I write with qualifications bout what happened yesterday because the facts are far from clear.  Women and children undoubtedly died in a massacre - today's Times report is graphic - chemical weapons seem to have been used, and it is likely that the regime was the user (in some form): certainly, it has no respect for human life. But as the Guardian reminds its readers, the timing of such an attack by Assad is curious: UN chemical weapons inspectors are currently holding talks with the regime in the Syrian capital.  Russia has seized on this oddity to suggest that the attack was "a premeditated provocation" by jihadists.  Like Al-Jazeera's report above, this is a reminder that the UN Security Council is split over Syria.  Any American-led military intervention wouldn't command its assent.  The long shadow of the Iraq war will leave US public opinion with no appetite for such action - and the same is true here.

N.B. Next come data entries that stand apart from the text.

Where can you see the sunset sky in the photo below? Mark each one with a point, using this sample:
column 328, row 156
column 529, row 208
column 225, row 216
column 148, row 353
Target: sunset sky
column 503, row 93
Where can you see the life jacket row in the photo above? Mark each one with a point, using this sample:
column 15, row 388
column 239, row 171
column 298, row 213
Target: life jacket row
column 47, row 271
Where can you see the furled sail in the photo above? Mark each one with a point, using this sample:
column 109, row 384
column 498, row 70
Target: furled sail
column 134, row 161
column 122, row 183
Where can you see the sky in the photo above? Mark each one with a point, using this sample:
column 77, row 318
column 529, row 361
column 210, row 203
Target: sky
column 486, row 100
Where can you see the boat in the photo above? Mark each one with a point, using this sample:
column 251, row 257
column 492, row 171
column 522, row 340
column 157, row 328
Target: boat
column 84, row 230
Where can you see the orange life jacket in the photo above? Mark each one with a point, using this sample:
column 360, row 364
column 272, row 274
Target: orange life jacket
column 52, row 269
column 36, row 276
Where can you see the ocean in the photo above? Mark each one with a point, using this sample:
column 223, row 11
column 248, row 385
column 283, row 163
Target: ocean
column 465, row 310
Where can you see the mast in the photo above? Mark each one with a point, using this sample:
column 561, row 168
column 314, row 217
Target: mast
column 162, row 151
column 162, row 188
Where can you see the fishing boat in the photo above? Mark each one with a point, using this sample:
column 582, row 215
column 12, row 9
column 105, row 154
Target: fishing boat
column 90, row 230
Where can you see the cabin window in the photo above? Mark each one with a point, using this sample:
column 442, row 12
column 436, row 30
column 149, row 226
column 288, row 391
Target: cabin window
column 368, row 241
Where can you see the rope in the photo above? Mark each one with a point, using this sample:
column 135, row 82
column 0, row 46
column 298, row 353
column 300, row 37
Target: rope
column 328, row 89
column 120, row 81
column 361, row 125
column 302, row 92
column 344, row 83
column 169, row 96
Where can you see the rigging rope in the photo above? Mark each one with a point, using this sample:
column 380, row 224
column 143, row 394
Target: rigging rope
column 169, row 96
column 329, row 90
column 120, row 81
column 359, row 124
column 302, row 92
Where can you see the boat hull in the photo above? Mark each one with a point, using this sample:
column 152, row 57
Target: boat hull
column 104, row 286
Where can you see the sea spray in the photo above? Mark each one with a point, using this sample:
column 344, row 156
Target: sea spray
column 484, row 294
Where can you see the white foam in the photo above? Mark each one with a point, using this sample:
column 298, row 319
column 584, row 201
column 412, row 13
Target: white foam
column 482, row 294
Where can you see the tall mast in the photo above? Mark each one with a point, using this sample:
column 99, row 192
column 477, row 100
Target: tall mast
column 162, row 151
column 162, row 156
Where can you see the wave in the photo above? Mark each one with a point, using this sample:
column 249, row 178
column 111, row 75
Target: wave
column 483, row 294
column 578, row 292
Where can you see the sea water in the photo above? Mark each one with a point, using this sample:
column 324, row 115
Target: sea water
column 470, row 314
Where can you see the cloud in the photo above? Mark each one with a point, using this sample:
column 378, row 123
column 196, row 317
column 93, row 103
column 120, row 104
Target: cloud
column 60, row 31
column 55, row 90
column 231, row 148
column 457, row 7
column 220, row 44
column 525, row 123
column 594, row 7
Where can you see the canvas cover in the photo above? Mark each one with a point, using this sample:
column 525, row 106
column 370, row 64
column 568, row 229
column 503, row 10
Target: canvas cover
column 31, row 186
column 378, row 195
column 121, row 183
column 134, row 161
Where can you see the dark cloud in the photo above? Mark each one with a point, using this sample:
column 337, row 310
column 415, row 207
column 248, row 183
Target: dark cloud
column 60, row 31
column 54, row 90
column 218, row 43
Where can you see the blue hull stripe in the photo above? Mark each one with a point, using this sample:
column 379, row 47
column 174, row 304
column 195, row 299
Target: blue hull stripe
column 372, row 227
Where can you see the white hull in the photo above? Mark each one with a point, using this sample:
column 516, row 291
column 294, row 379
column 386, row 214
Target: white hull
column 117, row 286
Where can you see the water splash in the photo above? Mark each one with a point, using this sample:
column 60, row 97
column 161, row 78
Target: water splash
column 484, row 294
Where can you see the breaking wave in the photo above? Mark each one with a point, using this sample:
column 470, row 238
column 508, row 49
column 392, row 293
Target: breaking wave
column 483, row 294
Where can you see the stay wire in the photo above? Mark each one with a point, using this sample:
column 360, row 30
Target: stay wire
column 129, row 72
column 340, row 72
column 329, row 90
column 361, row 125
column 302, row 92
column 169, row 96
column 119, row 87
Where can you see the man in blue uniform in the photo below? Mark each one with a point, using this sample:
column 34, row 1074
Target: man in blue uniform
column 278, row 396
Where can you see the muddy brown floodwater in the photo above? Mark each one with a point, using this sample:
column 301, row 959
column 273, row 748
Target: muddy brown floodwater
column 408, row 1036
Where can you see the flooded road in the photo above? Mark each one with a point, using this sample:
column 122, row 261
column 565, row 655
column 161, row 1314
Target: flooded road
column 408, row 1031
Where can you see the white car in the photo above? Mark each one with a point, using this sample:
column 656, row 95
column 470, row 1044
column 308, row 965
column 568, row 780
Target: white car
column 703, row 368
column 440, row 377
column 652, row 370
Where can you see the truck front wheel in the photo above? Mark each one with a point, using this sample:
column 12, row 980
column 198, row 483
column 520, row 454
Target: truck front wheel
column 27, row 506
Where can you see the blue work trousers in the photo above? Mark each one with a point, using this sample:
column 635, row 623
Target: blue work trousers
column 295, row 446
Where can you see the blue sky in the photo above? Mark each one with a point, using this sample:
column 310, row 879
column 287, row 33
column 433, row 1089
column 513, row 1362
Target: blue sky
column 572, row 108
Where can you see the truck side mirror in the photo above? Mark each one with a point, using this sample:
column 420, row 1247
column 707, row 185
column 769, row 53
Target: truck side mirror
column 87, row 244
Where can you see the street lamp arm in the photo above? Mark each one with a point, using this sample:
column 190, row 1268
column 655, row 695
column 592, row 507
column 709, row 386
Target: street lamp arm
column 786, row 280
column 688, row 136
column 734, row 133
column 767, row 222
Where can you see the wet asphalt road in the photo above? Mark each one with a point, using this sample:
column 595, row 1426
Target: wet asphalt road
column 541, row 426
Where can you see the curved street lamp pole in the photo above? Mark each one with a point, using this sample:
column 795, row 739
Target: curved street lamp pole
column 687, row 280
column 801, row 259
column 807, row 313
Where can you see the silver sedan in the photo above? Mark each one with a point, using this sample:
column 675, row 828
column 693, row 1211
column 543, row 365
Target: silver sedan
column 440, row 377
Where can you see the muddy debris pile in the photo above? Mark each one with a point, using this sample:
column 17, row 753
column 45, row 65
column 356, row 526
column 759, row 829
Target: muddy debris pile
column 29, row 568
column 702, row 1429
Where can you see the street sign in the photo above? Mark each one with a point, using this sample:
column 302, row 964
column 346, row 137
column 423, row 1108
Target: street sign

And although Obama doesn't provide the sense of authority and decisiveness that many other post-war Presidents have projected, he has reasons to hesitate over Syria.  As I have written before, it is now consumed by a civil war whose savagery has echoes of Spain in the 1930s.  Ideology and religion have become the drivers of barbarism in Syria - in this case, the struggle between Sunni and Shi'ite Islam that is helping to drive tension and conflict in the middle east.  (Beside it, as Garvan Walshe points out today, the Israel-Palestine drama is a sideshow.)  Western military intervention could indeed topple Assad, thereby stopping him from using chemical weapons against civilians.  But what would follow? Whose hands would those weapons fall into? Why would an American-led coalition be more effective in seeking to govern sectarian-torn Syria than the west proved to be in Iraq? Could Britain itself afford such a commitment - politically or militarily?  There is a downside to non-intervention, including withholding arms: the flow of refugees from Syria threatens to destablise its neighbours.  But the downside of intervenion is even worse. Syria is teaching the west the terrible lesson of the last ten years: very simply, there is an economic and practical limit to our military reach and grasp.